The performance of the communications interconnect was tested for two Beowulf type systems. The first system, known as Grendel, was constructed in the fall of 1998 at PSU. It is composed of 16 dual Pentium II 400 MHz computers. Each computer, or node, contains 512 MB of memory, an IDE hard drive, and a fast ethernet adapter. Each node is connected to a port in a fast ethernet switch. Linux kernel 2.2.13 is used on each node along with MPICH 1.2.0.
The second system, known as HighPACE, was constructed in the spring of 2000 at PSU. It is composed of 16 dual Pentium III 450 MHz computers. Each node contains 512 MB of memory, an IDE hard drive, and a Myrinet adapter in a 64-bit PCI slot.

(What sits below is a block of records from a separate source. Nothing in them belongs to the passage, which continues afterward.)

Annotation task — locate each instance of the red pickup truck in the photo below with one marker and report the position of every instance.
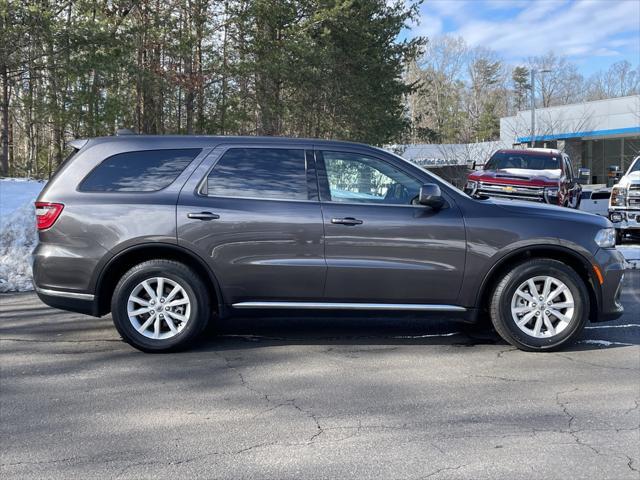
(534, 174)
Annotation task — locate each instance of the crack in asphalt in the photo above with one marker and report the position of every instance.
(591, 364)
(505, 379)
(574, 432)
(443, 469)
(275, 404)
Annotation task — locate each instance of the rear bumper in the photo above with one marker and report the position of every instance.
(72, 301)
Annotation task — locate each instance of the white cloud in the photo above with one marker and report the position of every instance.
(517, 30)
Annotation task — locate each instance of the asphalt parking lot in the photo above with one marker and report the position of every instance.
(324, 398)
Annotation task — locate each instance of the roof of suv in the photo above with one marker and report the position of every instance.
(205, 140)
(532, 151)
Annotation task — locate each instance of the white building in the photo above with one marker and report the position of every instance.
(595, 134)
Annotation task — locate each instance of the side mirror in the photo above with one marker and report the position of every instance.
(583, 175)
(431, 196)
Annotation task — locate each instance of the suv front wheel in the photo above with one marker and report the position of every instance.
(541, 304)
(160, 305)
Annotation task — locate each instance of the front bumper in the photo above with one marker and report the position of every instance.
(612, 266)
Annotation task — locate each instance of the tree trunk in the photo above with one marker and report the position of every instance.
(4, 134)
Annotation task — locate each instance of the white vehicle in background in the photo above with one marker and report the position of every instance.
(624, 205)
(596, 201)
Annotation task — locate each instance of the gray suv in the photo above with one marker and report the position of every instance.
(170, 233)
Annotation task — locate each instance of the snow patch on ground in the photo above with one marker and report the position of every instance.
(18, 235)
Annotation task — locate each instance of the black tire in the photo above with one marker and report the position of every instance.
(500, 306)
(197, 293)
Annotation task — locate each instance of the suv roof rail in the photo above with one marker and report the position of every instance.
(78, 143)
(124, 131)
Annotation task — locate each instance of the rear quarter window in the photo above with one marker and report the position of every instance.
(139, 171)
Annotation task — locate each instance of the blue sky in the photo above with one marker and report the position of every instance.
(592, 33)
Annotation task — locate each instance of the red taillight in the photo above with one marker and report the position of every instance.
(47, 214)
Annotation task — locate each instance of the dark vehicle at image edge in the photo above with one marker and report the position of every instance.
(534, 174)
(170, 233)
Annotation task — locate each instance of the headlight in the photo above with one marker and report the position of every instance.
(551, 195)
(618, 194)
(606, 238)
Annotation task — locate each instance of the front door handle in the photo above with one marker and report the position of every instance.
(346, 221)
(203, 216)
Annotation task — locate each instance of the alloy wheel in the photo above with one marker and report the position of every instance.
(158, 308)
(542, 307)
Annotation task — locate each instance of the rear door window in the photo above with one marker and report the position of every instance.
(274, 173)
(140, 171)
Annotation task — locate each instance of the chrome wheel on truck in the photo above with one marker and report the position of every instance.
(159, 308)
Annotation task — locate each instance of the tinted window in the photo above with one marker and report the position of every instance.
(259, 173)
(362, 179)
(569, 167)
(505, 161)
(142, 171)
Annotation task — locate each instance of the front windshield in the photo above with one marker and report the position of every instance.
(506, 161)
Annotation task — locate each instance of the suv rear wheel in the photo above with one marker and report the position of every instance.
(160, 305)
(541, 304)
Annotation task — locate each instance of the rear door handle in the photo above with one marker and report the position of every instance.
(346, 221)
(203, 216)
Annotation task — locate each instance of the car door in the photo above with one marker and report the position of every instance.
(250, 212)
(379, 246)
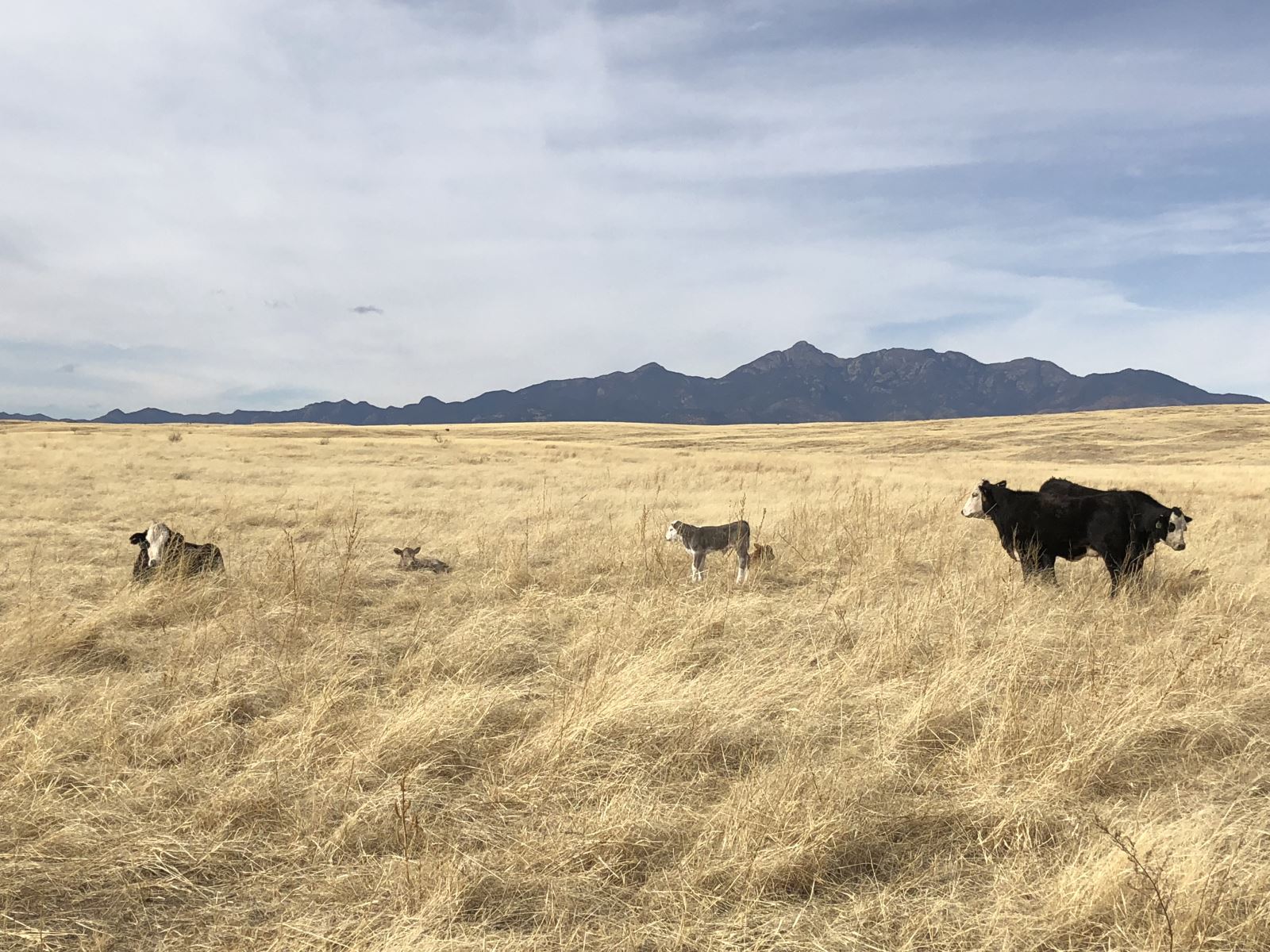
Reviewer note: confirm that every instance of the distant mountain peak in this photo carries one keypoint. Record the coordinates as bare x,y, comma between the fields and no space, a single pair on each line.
798,385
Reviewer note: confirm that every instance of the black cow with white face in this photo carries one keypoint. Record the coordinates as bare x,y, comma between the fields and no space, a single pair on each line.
163,551
1039,528
1161,524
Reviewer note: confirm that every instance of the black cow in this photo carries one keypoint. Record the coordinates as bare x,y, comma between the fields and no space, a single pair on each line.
1160,524
700,539
1037,528
168,552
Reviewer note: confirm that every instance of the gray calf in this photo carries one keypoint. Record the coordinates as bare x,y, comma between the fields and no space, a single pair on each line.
700,539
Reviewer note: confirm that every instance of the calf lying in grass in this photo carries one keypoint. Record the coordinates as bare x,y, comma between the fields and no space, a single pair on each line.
410,562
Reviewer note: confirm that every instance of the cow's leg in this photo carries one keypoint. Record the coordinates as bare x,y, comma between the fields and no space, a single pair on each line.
1045,569
1114,570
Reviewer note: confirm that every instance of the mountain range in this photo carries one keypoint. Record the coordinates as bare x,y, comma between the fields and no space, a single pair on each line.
798,385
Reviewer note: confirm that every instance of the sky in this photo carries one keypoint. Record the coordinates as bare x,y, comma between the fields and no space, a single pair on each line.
252,203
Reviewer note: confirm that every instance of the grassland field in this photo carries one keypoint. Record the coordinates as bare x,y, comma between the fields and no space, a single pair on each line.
883,742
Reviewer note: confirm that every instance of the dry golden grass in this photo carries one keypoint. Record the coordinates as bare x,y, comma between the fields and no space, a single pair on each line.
884,742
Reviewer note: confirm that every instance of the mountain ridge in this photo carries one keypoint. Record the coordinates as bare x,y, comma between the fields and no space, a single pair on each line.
798,385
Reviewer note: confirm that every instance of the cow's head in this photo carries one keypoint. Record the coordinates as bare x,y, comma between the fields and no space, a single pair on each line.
981,501
406,556
156,539
1172,528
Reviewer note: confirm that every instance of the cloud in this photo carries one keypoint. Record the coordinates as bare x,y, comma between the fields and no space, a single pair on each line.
573,188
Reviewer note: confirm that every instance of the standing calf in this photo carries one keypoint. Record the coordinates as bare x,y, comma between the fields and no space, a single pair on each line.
700,539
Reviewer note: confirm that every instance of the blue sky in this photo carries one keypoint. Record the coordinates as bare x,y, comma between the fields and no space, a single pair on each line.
256,205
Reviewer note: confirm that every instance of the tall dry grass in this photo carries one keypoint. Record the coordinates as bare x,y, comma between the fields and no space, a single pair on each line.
884,742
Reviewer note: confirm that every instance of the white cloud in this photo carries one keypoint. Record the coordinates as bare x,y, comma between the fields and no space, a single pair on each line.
529,190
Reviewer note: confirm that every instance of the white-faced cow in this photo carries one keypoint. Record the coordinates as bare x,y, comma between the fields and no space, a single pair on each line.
163,551
700,539
1037,530
1161,524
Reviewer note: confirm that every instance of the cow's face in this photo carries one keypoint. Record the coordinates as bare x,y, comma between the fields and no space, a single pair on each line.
978,505
156,539
1174,526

Each node is connected to a port in a 16-way Myrinet switch. Linux kernel 2.2.13 is used on each node along with GM-1.2pre12 and MPICH-over-GM 1.1.2.13.

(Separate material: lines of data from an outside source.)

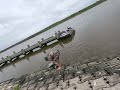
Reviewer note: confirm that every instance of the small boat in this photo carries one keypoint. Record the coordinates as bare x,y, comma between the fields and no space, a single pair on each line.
67,33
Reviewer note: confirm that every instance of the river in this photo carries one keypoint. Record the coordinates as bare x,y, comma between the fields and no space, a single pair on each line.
97,35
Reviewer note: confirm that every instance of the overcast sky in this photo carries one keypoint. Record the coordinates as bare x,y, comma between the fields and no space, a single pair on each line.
22,18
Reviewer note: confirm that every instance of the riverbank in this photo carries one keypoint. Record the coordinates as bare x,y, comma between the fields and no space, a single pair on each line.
57,23
103,75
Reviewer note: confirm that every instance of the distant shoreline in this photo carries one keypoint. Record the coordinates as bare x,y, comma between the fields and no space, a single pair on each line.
55,24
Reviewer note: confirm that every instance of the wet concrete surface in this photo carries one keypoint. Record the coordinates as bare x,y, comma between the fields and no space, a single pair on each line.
96,37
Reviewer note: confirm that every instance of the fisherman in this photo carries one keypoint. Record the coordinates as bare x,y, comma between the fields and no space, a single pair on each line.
69,28
54,57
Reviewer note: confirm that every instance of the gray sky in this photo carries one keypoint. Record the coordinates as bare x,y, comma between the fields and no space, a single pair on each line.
22,18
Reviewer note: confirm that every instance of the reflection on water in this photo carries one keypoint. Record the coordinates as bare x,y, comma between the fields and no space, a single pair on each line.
97,36
43,50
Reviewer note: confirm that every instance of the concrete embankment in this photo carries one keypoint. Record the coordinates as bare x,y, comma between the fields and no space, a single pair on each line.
90,76
57,23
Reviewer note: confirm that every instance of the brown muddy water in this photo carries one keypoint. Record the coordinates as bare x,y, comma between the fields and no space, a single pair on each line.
97,35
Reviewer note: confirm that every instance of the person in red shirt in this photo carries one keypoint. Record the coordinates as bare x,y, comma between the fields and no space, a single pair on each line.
54,57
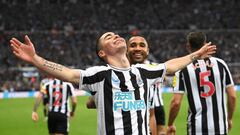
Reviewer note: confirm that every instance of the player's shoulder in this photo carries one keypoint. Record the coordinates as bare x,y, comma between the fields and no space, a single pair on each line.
98,68
219,60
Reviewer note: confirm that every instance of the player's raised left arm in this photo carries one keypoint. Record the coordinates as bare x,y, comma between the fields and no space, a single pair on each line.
179,63
26,52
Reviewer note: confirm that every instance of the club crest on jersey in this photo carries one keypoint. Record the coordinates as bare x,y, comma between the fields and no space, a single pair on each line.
125,101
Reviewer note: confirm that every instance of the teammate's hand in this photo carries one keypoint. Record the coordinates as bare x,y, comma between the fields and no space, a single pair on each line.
71,114
206,51
35,116
24,51
171,130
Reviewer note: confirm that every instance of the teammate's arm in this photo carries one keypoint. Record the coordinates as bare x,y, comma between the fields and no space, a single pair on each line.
179,63
231,97
153,124
91,103
174,109
25,51
36,105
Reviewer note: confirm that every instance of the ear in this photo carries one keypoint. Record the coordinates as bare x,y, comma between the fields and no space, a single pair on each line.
101,54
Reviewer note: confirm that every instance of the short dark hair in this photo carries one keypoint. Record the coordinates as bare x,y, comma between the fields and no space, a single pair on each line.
196,40
98,48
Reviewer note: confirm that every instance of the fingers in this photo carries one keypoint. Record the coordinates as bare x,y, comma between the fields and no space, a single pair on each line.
27,40
15,42
14,47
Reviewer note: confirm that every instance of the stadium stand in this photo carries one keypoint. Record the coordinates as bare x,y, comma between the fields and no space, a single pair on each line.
65,31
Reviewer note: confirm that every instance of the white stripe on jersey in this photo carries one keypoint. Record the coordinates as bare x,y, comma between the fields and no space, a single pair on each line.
219,94
197,102
59,92
208,101
96,79
216,107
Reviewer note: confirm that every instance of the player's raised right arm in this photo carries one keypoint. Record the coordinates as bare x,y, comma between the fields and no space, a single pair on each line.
26,52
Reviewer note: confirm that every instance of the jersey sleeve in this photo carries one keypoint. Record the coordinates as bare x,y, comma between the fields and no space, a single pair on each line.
43,88
90,78
151,96
178,83
154,73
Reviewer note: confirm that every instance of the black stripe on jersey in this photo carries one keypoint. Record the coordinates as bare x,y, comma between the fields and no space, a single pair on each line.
60,87
69,93
214,97
137,97
151,74
146,90
53,98
47,91
181,83
126,115
221,71
156,88
190,101
108,104
203,101
94,78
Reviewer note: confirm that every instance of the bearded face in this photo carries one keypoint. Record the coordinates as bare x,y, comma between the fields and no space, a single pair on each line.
137,50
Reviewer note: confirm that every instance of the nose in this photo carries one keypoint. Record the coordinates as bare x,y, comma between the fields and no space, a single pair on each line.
116,36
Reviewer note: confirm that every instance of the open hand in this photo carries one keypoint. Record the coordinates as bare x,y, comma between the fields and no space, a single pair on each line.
171,130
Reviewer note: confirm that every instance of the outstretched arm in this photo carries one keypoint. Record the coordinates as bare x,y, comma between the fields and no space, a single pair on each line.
179,63
26,52
36,105
174,109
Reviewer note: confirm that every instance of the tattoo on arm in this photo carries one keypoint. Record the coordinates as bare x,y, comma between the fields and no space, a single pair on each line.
52,66
36,105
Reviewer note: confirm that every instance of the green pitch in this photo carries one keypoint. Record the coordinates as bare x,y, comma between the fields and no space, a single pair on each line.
15,118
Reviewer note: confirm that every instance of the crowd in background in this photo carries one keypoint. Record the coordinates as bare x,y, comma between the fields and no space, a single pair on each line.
65,31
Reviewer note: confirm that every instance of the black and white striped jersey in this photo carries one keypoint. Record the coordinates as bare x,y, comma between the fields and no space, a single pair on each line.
122,96
58,93
155,93
205,82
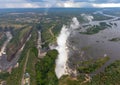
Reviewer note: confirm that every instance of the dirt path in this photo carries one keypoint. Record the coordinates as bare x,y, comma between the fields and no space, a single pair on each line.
24,68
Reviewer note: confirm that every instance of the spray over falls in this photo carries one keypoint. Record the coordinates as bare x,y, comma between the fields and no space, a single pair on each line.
61,62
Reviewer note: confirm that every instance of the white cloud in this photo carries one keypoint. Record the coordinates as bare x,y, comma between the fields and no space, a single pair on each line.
106,5
53,3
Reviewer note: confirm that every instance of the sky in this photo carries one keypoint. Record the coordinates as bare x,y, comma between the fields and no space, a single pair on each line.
58,3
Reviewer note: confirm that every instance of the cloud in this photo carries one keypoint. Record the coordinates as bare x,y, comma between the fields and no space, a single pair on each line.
58,3
105,5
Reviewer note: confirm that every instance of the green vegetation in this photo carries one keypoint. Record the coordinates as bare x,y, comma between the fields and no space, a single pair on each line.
3,76
91,65
17,41
111,75
16,75
45,69
3,38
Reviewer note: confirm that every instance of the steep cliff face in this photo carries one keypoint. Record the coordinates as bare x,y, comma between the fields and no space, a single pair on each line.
17,42
2,38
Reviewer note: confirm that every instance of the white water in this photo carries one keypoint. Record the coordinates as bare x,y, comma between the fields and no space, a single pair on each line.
61,62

The one way bandwidth and latency were measured for both Grendel and HighPACE. This tests the performance of two processes communicating directly though the network.
Measurements were taken with version 2.3 of the Netpipe program [1]. Netpipe uses a standard Ping-Pong test that is repeated many times and the average results are reported. These tests were made through the TCP interface as well as through the MPI interface on both machines. Figures 1-4 show bandwidth for both interfaces on both computing systems. It is clear that the peak bandwidth provided by the Myrinet interconnect on HighPACE is more than triple that provided by the fast ethernet used by Grendel. This is true for both the MPI and TCP interfaces.
Figure 5 show the latency for different interfaces on each machine. In this case, the latency is a measure of the time required to send a very short message (less than one byte). The bulk of this time is composed of message startup overhead. It is clear that the MPI interface for Myrinet provides a latency that is almost an order of magnitude smaller than those seen for any interface using fast ethernet. Codes that are based on fine-grained parallel algorithms, which tend to send many short messages, will benefit the most when using this low latency interface. It should be noted that the TCP interface for Myrinet requires the program to go through the kernel in order to access the TCP driver. A significant amount of overhead is associated with converting from user to system space when a driver is accessed through the kernel. However, the Myrinet MPI interface runs on top of the Myrinet message-passing program, GM. GM allows the user program to directly access the network card from user space and thereby eliminates the overhead incurred when going through the kernel.
The throughout was measured for both Grendel and HighPACE for two types parallel MPI operations. This tests the performance of the system when several processes need to communicate information in parallel using MPI. These tests were run on various numbers of processors in order to gauge the effect of parallel network traffic on the performance of the communications system. All tests were performed using version 2.2 of the Pallas MPI Benchmarks software [2].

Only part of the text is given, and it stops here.